GBOT: Graph-Based 3D Object Tracking for Augmented Reality-Assisted Assembly Guidance
Shiyu Li, Hannah Schieber, Niklas Corell, Bernhard Egger, Julian Kreimeier, Daniel Roth
TL;DR
This work presents GBOT, a real-time graph-based tracker for AR-assisted assembly that maintains multiple object poses across assembly states by linking parts through a multi-state assembly graph. It initializes tracking with a fast 6D pose estimation using YOLOv8Pose and continuously updates poses via an assembly-graph constraint mechanism, enabling robust performance under occlusion and state changes. A synthetic gbot dataset with five assembly assets and domain randomization is introduced, alongside real test data for qualitative evaluation; GBOT demonstrates superior accuracy and real-time capability compared to state-of-the-art baselines, with a public dataset and code release planned.
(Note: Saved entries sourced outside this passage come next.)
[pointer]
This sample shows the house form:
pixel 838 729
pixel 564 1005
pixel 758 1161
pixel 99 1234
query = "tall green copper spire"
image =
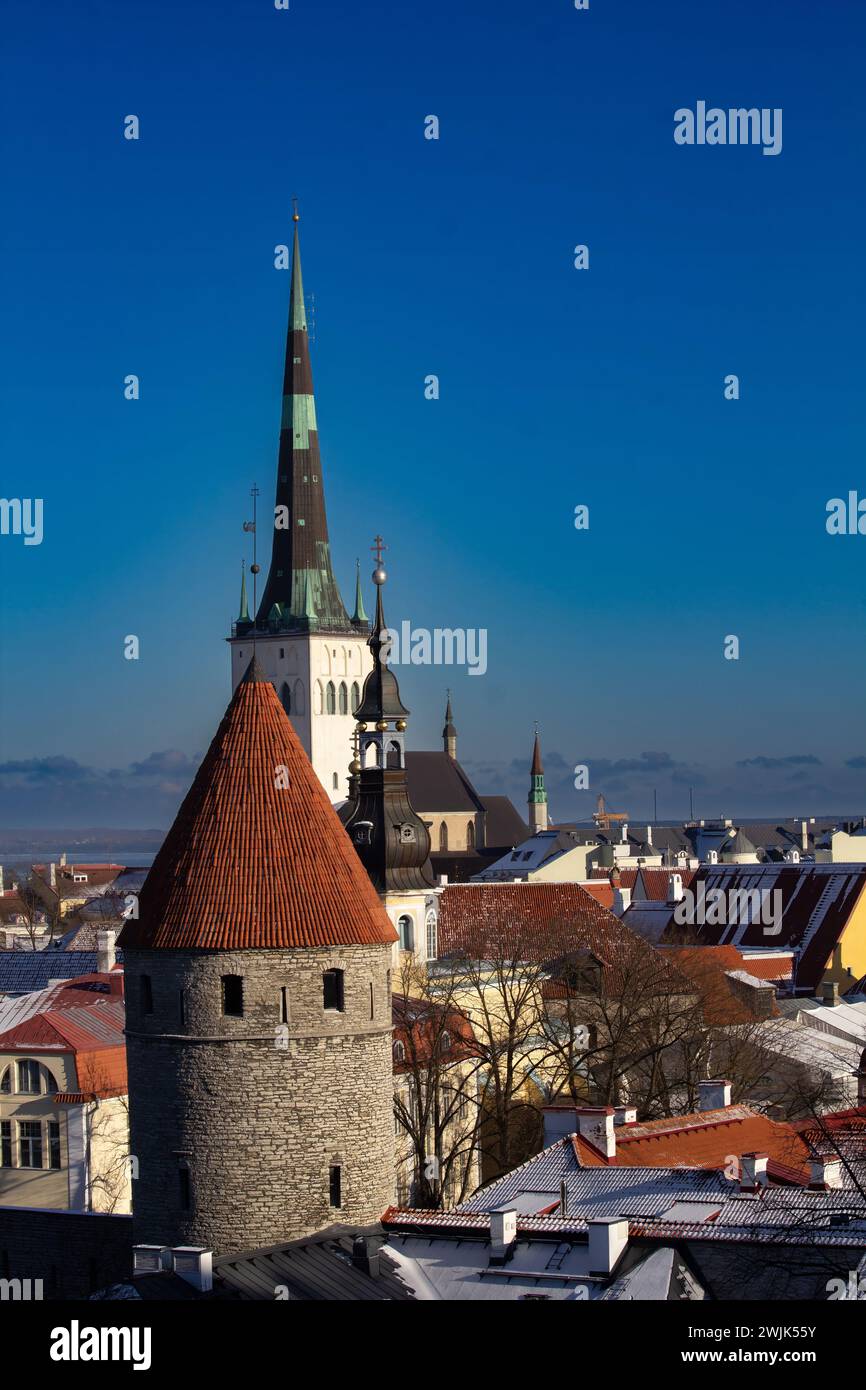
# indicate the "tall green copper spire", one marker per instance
pixel 359 617
pixel 300 580
pixel 538 795
pixel 243 616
The approach enables context-aware AR guidance by providing stable, state-aware 6D poses to AR devices through a RESTful API, supporting practical medical and industrial assembly scenarios.
Abstract
Guidance for assemblable parts is a promising field for augmented reality. Augmented reality assembly guidance requires 6D object poses of target objects in real time. Especially in time-critical medical or industrial settings, continuous and markerless tracking of individual parts is essential to visualize instructions superimposed on or next to the target object parts. In this regard, occlusions by the user's hand or other objects and the complexity of different assembly states complicate robust and real-time markerless multi-object tracking. To address this problem, we present Graph-based Object Tracking (GBOT), a novel graph-based single-view RGB-D tracking approach. The real-time markerless multi-object tracking is initialized via 6D pose estimation and updates the graph-based assembly poses. The tracking through various assembly states is achieved by our novel multi-state assembly graph. We update the multi-state assembly graph by utilizing the relative poses of the individual assembly parts. Linking the individual objects in this graph enables more robust object tracking during the assembly process. For evaluation, we introduce a synthetic dataset of publicly available and 3D printable assembly assets as a benchmark for future work. Quantitative experiments in synthetic data and further qualitative study in real test data show that GBOT can outperform existing work towards enabling context-aware augmented reality assembly guidance. Dataset and code will be made publically available.